Comedy is of course a subjective thrill – not everyone finds the same thing funny. Still, I have never seen my retired, devout R4-listening parents so much as raise a smile at any of the recent so-called comedies on the slot. “Just a Minute” and “I’m Sorry I haven’t A Clue” are the diehard mirthful staples, the latter even managing to remain moderately amusing since the death of the matchless Humphrey Lyttleton, and the former limping on now that Clement Freud has gone to the great open-mic in the sky.
But the others – dramedies like "Clare In the Community", or "Arthur Smith’s Balham Bash" and so on – seem to do the opposite of what comedy intends: rather than distract audiences from the misery and incomprehensibility of modern life by emphasising the joy of silliness, they only confirm its awfulness.

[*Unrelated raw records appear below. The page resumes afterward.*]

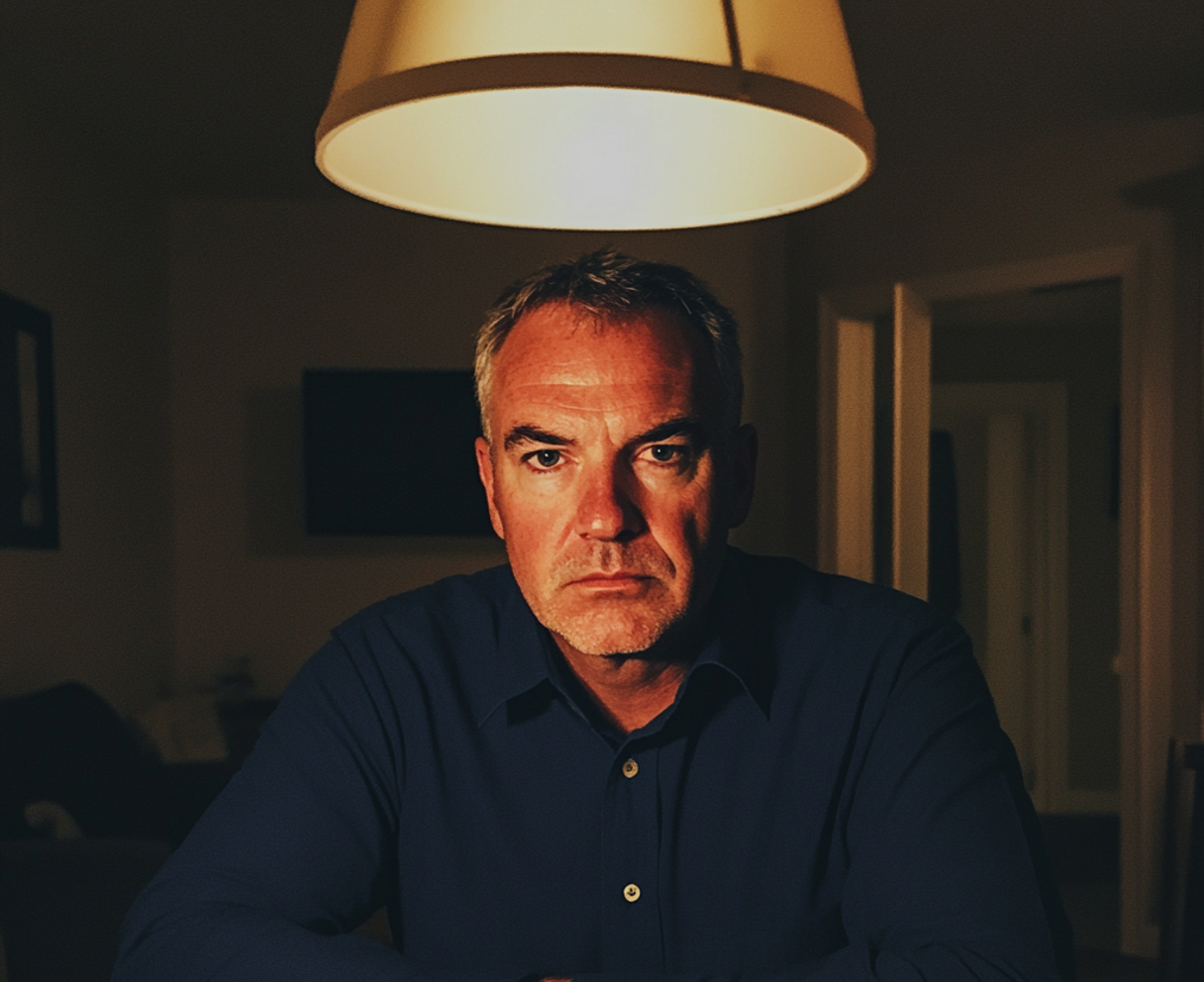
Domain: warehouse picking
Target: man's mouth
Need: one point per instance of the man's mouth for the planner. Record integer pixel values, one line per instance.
(617, 580)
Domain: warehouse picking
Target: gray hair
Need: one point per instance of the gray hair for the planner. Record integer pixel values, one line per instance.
(609, 285)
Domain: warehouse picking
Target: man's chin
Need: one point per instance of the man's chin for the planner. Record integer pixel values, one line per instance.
(609, 632)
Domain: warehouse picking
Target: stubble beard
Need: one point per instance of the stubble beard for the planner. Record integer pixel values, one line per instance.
(611, 625)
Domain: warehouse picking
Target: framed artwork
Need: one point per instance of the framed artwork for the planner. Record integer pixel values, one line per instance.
(29, 495)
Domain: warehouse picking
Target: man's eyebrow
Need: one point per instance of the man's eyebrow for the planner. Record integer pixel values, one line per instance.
(528, 434)
(686, 426)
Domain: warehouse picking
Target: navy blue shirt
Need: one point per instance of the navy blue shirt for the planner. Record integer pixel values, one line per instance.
(830, 797)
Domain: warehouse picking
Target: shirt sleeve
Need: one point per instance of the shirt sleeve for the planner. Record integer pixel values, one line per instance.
(293, 854)
(948, 880)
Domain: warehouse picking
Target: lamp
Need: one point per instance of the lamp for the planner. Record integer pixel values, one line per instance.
(600, 115)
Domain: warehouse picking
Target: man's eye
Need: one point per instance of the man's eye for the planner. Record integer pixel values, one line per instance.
(666, 452)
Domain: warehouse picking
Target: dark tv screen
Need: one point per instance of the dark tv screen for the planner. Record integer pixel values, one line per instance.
(390, 452)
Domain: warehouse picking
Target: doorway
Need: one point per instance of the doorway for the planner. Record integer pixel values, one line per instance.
(1027, 383)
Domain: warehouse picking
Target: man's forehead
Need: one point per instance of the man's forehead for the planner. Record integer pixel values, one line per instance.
(557, 339)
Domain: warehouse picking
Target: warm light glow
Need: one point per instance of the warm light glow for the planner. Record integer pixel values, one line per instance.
(672, 144)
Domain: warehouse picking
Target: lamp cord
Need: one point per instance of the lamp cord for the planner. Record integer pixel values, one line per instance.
(734, 39)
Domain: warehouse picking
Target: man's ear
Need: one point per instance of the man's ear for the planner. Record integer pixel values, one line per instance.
(745, 447)
(485, 469)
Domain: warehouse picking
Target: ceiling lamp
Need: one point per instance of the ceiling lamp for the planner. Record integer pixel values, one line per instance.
(598, 115)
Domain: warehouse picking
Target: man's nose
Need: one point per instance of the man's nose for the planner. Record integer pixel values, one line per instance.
(607, 511)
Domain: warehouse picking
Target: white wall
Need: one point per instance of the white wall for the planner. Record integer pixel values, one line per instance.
(77, 245)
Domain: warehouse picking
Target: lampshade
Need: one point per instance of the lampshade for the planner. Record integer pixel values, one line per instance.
(600, 115)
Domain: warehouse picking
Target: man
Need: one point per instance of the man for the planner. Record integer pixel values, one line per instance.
(634, 751)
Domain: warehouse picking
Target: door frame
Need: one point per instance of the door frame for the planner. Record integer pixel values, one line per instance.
(1148, 665)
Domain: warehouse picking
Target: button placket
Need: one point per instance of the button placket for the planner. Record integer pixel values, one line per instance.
(631, 933)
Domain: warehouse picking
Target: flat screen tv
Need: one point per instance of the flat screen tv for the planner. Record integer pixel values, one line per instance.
(390, 452)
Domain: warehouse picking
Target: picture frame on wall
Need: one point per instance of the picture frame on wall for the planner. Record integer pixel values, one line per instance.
(29, 496)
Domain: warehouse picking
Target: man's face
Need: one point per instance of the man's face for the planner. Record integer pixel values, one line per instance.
(608, 473)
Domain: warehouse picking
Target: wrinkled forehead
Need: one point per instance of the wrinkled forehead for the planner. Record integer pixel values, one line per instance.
(561, 344)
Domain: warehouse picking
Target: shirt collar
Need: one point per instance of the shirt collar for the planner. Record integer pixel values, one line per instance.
(529, 657)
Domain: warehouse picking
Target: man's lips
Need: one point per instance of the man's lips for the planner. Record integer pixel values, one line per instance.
(609, 579)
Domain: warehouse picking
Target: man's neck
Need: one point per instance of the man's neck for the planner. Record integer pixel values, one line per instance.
(629, 690)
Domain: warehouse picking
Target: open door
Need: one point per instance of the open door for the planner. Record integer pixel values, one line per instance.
(848, 481)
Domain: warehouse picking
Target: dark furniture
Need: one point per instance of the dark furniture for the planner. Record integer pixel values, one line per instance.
(1181, 954)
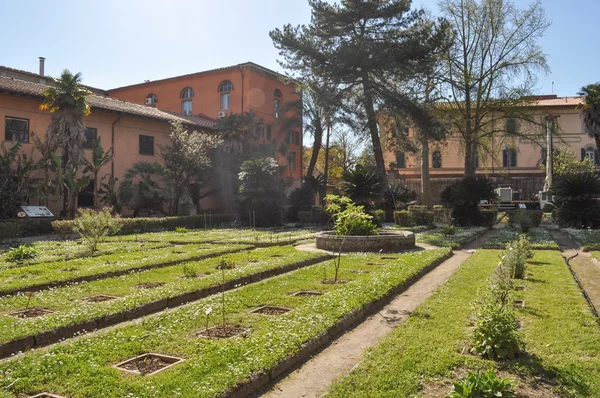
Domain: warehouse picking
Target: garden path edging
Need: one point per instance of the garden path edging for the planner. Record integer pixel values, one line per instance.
(260, 380)
(53, 336)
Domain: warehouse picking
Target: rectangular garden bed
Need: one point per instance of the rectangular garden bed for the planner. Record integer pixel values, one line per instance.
(213, 367)
(105, 302)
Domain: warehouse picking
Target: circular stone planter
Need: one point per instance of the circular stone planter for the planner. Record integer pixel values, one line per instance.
(384, 242)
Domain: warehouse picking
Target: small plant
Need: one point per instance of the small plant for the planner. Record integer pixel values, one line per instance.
(482, 385)
(189, 271)
(447, 230)
(94, 226)
(21, 253)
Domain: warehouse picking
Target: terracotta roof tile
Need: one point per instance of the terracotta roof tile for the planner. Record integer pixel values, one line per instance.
(107, 103)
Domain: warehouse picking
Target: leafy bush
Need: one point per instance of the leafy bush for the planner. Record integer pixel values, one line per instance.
(94, 226)
(21, 253)
(154, 224)
(350, 219)
(576, 197)
(464, 197)
(525, 219)
(482, 385)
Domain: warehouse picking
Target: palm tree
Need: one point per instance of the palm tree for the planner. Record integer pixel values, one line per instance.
(364, 185)
(591, 111)
(141, 190)
(66, 100)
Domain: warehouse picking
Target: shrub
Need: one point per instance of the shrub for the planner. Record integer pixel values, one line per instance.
(154, 224)
(349, 218)
(464, 197)
(94, 226)
(378, 216)
(576, 198)
(482, 385)
(21, 253)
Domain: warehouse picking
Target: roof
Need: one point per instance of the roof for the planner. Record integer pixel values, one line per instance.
(11, 85)
(245, 64)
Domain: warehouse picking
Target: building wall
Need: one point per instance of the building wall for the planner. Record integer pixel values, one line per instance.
(256, 94)
(127, 131)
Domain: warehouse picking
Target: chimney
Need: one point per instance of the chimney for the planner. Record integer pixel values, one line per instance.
(42, 66)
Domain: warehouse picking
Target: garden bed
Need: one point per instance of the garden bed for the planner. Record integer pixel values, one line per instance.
(430, 348)
(588, 239)
(47, 275)
(106, 302)
(539, 238)
(462, 236)
(214, 367)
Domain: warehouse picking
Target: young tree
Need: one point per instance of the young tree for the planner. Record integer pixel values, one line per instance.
(66, 100)
(490, 67)
(591, 111)
(187, 162)
(360, 46)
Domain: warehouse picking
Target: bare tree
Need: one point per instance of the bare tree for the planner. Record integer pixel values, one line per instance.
(490, 69)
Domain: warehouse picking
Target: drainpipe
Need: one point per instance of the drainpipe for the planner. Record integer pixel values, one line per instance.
(112, 143)
(242, 73)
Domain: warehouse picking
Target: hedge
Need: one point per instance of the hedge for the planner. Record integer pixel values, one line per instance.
(155, 224)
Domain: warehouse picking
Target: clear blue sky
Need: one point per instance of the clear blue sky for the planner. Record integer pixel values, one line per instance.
(120, 42)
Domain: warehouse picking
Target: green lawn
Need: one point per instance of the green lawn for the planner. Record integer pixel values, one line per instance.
(70, 307)
(456, 241)
(563, 341)
(28, 276)
(83, 367)
(539, 238)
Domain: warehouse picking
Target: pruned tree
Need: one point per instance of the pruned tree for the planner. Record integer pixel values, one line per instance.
(187, 163)
(359, 46)
(490, 69)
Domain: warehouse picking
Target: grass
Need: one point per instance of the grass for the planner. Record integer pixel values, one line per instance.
(70, 308)
(563, 343)
(589, 239)
(83, 367)
(539, 238)
(29, 276)
(52, 251)
(460, 237)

All the reinforcing pessimisms of the British middle classes are there – kids speak a language we don’t understand, politicians/bankers/footballers/the Fun Police/the media are leading the country to ruin, everyone is having better, weirder sex than you are, computer technology is developing so that young people have already forgotten more than you’ll ever know, etc etc
Listening in from Germany as I do, the essential parochialness of R4’s comedy – the thing that once made it great – these days just sounds meek and wet in the hands of R4’s current exponents, squeaky-voiced characters like Jeremy Hardy, David Mitchell and Sandi Toksvig who rejoice in their own smallness. It’s the sound of people wallowing in repression, defeat and self-pity. (By the way, the cliché goes that in Germany, humour is no laughing matter, and one German friend helpfully compiled a long compound noun expressing the feeling of despair occasioned by the arrival of the 6.30 comedy slot: “Frühabendsverzweiflungsfall beim Radio-4-Pseudokomödienanhören.” Try making a gag out of that, Arthur…).
By the time the jaunty intro music to "The Archers" comes on, my guess most people will by then already have switched off for sweet relief, and gone in search of something more entertaining to do, such as watching paint dry, or even more fun, listening to Winifred Robinson on iPlayer repeats of "You & Yours".